“Shameful page in history”: Alina Kabaeva, companion of Vladimir Putin, takes a stand for the 1st time

Banned from the Paralympic Games, Wimbledon, various world championships and forced to play under a neutral banner most of the time: Russian athletes have often been punished by international authorities since the start of the war in Ukraine. While some defend this decision, arguing that athletes are an instrument of power or that Ukrainians cannot participate, others find these boycotts unfair for athletes who have done nothing wrong.

But one point of view should make a lot of noise: that of Alina Kabaeva, a former Russian gymnast. If her name means nothing to you, know that she would above all be the companion of Vladimir Putin for 15 years and the mother of three or four children, all born of this relationship. If nothing has ever been confirmed by those concerned, the former gymnast had been extremely protected at the start of the war in Ukraine, barricaded in a chalet in Lugano, Switzerland, transformed into a quasi-bunker.

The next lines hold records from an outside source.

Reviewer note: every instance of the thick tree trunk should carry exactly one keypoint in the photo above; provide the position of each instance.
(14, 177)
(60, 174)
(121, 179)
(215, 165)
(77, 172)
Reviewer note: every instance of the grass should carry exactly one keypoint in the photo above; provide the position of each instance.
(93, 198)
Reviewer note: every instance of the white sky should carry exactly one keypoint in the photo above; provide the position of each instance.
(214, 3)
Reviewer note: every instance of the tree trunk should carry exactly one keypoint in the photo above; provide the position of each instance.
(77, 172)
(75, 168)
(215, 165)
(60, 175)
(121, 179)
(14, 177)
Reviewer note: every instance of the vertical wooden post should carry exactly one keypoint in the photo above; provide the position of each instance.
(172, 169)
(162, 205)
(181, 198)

Reappearing this week with a bloated face (probably due to cosmetic procedures according to local media), she went to an artistic gymnastics competition where she took the opportunity to criticize the treatment reserved for Russian athletes around the world. “There has never been such a shameful page in the history of world sport“, she would have argued, according to the DailyMail.

But that’s not all : “They did not worry and did not remove from competition any country that participated in the destruction of hundreds of thousands of civilians in Yugoslavia, Iraq, Libya and Syria. But sports officials were very angry when Russia decided to protect Donbass and Lugansk from the Nazis“, she continued, repeating the reasons given by her government to justify the invasion of Ukraine.

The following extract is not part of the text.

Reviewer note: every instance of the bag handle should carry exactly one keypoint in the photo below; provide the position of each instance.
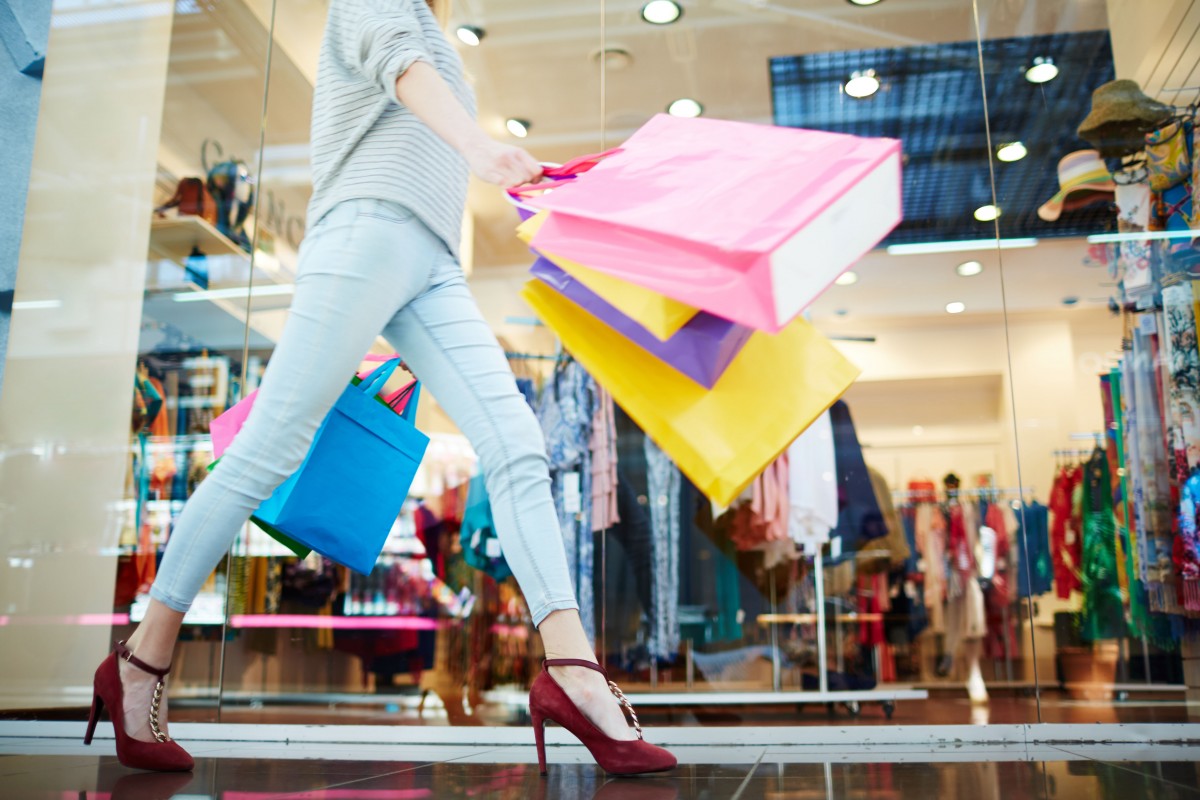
(373, 384)
(563, 174)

An unsurprising first speech which therefore defends Vladimir Putin’s action, forgetting that in the first countries mentioned, Russia was also accused of massacres (especially in Syria)… But regardless of the policy and the boycott, Alina Kabaeva maintains this and affirms it: “Russia was, is and will be a great sporting power, and there is nothing you can do about it“.

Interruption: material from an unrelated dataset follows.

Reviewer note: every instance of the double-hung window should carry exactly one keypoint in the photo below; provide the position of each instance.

Recently, it was the Wimbledon tennis tournament that banned Russian and Belarusian players from playing the tournament, as a result of the war in Ukraine. A decision criticized in particular by Andrey Rublev, who offered to play and donate his winnings to an association helping refugees. Alexandr Dolgopolov, a former Ukrainian player who is currently defending his country with arms, replied by calling him a liar.